Os brancos cristãos escravizados por muçulmanos que a historiografia esqueceu


Por Adelson Vidal Alves 

"Impressiona como não temos a mais vaga ideia de toda a magnitude do tráfico de escravos brancos europeus; e o pior é que que isso estava acontecendo ao mesmo tempo em que ocorria o comércio de escravos africanos, para o qual foram direcionados muito mais estudos sérios", escreveu Robert C. Davis em "Escravos cristãos, senhores muçulmanos: Escravidão branca no mediterrâneo, na Costa da Berbéria e na Itália, de 1500 a 1800". O livro é um raro esforço de demonstração da relevância história da escravidão branca, ignorada por grande parte dos historiadores.

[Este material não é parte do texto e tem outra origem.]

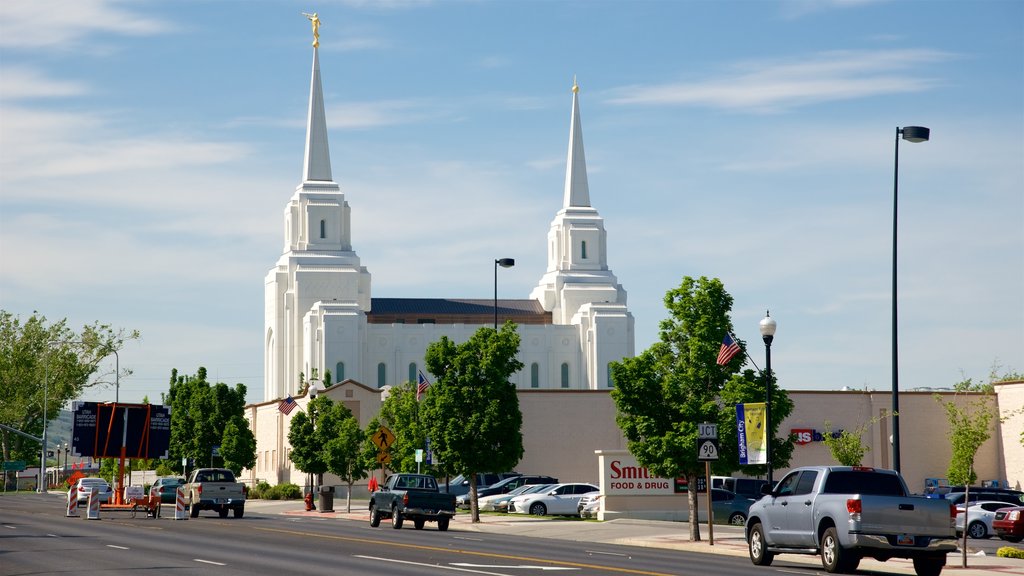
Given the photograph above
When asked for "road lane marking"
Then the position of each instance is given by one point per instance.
(440, 566)
(392, 544)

A escravidão, sabemos, é parte integrante da história da humanidade. Ela aconteceu na Antiguidade greco-romana, no Egito antigo, nos impérios pré-colombianos da América, na África negra e nas colônias europeias. Escravizar humanos é sempre bárbaro, e a crueldade do cativeiro atingiu todos os povos do planeta. 

Mas estranha como a energia da historiografia contemporânea se concentre quase que exclusivamente na escravidão de negros por brancos. Apesar dos árabes terem chegado ao tráfico atlântico bem antes dos europeus entrarem na África, e da Inglaterra ter abolido a escravidão enquanto ela ainda prevalecia entre os africanos, foi o europeu branco o condenado a eterna penitência pelo crime de escravização. 

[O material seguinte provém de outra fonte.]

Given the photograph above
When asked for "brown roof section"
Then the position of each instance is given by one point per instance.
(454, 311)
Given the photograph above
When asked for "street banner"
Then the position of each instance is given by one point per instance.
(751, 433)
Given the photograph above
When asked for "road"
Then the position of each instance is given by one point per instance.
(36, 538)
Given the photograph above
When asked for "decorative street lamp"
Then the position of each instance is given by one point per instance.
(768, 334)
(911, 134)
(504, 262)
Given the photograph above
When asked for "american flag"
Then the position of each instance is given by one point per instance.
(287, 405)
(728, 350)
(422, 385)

Entre os séculos XV e XVIII, cristãos brancos viveram sob o pavor de serem atacados por africanos muçulmanos, seja por terra ou pelo mar. Capturados, eram acorrentados e escravizados até a morte no Marrocos, em Argel e Tunís. Haviam motivos econômicos para tamanha barbárie, só que não se resumia a isso. Os seguidores da religião de Maomé sentiam prazer na vingança pelas cruzadas cristãs. Era como uma Jihad, a Guerra Santa de Alá contra os hereges.

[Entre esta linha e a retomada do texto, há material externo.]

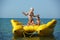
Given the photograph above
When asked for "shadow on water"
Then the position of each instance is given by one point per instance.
(35, 38)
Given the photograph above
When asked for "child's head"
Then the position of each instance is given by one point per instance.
(31, 9)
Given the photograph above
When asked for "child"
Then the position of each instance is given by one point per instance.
(38, 20)
(30, 15)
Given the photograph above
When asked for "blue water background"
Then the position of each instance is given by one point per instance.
(6, 27)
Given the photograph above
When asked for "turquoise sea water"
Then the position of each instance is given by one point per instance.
(6, 29)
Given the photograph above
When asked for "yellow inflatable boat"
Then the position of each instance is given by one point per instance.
(42, 30)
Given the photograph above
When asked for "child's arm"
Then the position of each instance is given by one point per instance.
(25, 13)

Davis e outros pesquisadores tem em mãos dados que mostram os números da escravidão branca num patamar relativamente próximo da escravidão negra. Ao contrário do que dizem muitos, o cativeiro branco cristão não era assim tão irrelevante frente ao negro, nem era menos brutal. É verdade que Estados cristãos também iam atrás de muçulmanos para escravizar, mas destaca-se o fato de que a cidade de Argel, no Império Otomano, tenha enriquecido através de ataques piratas contra islandeses, ingleses e franceses. 

A escravidão negra é estudada com abundância, e tais estudos tem trazido novidades um tanto incômodas para ativistas negristas que vestem trajes acadêmicos dentro das nossas universidades. Na América portuguesa, é bem documentado o número de escravos que ficaram ricos com seus escravos, que a relação sexual entre negras e senhores não se resumiu à violência, também o trabalho na economia colonial era bem mais complexo do que se imaginava, com os próprios escravos sendo diferenciados, de acordo com a função que ocupavam. Inferno de verdade era a vida dos escravos de eito. Para quem quer adotar uma narrativa puramente vitimista, tais informações atrapalham, assim como atrapalha as evidências da importância histórica da escravidão branca. 

Para desqualificar os que clamam por mais atenção aos estudos da escravização de brancos cristãos por africanos muçulmanos, fala-se até mesmo de escravidão branda. Muitos podem concordar com Philemon de La Motte, para quem os escravos em Argel "não são tão infelizes assim", ou Laugier de Tassy que alegou que nenhum escravo branco "sofreu aquelas agruras tenebrosas nos quais monges e outras pessoas astutas (...) fizeram o mundo acreditar". Há quem alegue que os brancos capturados eram no máximo prisioneiros de guerra, sequer chegando a ser caracterizados como escravos. 

Toda a escravidão é perversa, pois desumaniza, nega o maior bem da vida: a liberdade. No entanto, algumas formas de escravidão ganham mais atenção que outras. A carga terrível do cativeiro negro vem rendendo discursos de reparação e influenciando nas políticas públicas, e os estudos a respeito ganham altos financiamentos públicos e privados. Não é apenas seleção acadêmica de objetos de estudo, há preferência ideológica. O tema da escravidão branca fica longe das universidades e dos livros didáticos. A depender destes, a história da escravidão é a história de brancos cristãos malvados escravizando negros oprimidos. Quando a verdade é que veio do Ocidente branco a filosofia das luzes que tratou a liberdade como um bem universal, em tempos onde muita gente a relativizava. Aliás, até hoje relativizam.